On the drive to his house, I learned that Rafael had drunk so much that he couldn’t remember what he had done Sunday morning (late Saturday night?) to get arrested, but knew that it involved domestic violence. His wife had declined to pursue charges. He said he had told her that when he got home he would pour all the alcohol they owned down the drain.

We headed right to the freeway and as is often the case the drive back seems much shorter. The time was full of the things my passenger had seen, heard and thought about in those 72 hours of detention. While he was grateful for the ‘good ‘ group of men he had shared a cell with, the facts of his situation were still grim. Just because one is released, that does not mean freedom. The authorities have whatever the statute of limitations is for a charge to file, and issue an arrest warrant. They have no obligation in making their intentions known, although it is advised to make sure you give them an accurate mailing address so you will get a notice should they file.

Given the fact that the county in question has over ten murderers on the county sheriff’s wanted web page, and the locals told stories about the limited resources, one could hope that they just won’t bother with a smaller non violent charge. But the possibilities are many. One could move outside the jurisdictional reach, say to another country until the time limit passes. One could make sure never to do anything to be looked up in the database of outstanding arrest warrants.
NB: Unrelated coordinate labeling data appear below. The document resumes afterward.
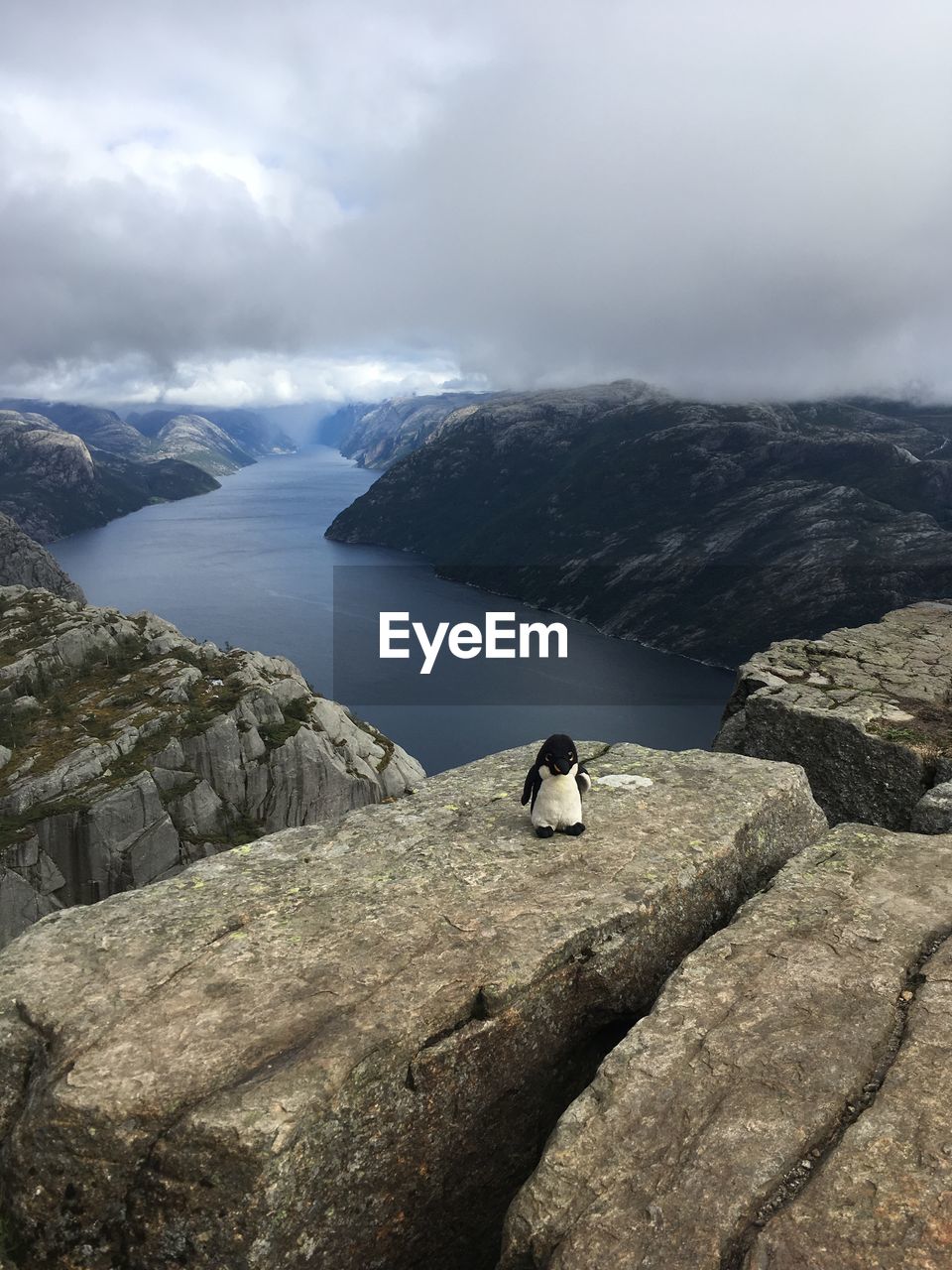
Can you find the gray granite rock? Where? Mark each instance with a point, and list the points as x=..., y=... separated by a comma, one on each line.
x=802, y=1016
x=132, y=747
x=344, y=1046
x=933, y=812
x=866, y=711
x=883, y=1201
x=27, y=564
None of these were on the mind of my passenger. He wanted to get home and take a shower, as he hadn’t had a truly hot shower in jail, where he had to hold a button for ten minutes to get warm water. He wanted a good night’s sleep, as they woke everyone up at 3AM since one of them had to take medication then. He wanted to know what his son had told his bosses, as he worked two full time jobs, supporting his family which includes his mother in law and a nephew, as well as is paying restitution for his convicted son. He wanted to be in his bed, with his wife, and count his blessings, especially those common ones that we all take for granted, but are starkly evident whenever we are in the effect of a system.

We called his son at college, who thanked me for picking up his dad. The relief in his voice was palpable.
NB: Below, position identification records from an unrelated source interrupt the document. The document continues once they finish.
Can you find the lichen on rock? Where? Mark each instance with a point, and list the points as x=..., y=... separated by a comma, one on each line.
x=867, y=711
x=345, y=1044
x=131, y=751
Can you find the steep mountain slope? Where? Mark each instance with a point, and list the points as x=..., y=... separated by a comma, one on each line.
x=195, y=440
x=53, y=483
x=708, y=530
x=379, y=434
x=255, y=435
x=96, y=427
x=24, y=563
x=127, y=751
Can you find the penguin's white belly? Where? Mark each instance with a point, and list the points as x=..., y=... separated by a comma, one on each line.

Some 14 hours after I had left home, we arrived at the home of my special cargo. He jumped from the car and called for me to follow. I walked into an empty living room. He emerged a few moments later with his wife, whose eyes though read, were smiling.

I woke up the next day and went about my schedule, cramming to make up for a full day spent totally elsewhere in every sense. I was tired. More to the point, things were a bit dull. Nothing seemed all that important or urgent. It has taken a few days to come to terms with the experience.

I don’t know that I have ever had more satisfaction in a day spent chasing unknowns, waiting for time to pass, or sitting behind the wheel. I haven’t ever heard someone speak about the reward that is available for someone who heads off on an unknown journey and with no expectation gets to not only see his friend walk out of jail, but then gets to deliver him to his home and family. I have a much deeper appreciation of one of those civics lessons we often sleep through in high school. Another unexpected gift from my children.

My friend faces an uncertain future in regards to this episode. He has a lot of issues to deal with, even if he never hears from the authorities. But he, with his loved ones and gets to exercise a huge number of choices, choices that can be taken from each of us in the blink of an eye.

Tomorrow never knows. You might want to live right now. Act like it’s the only moment you have.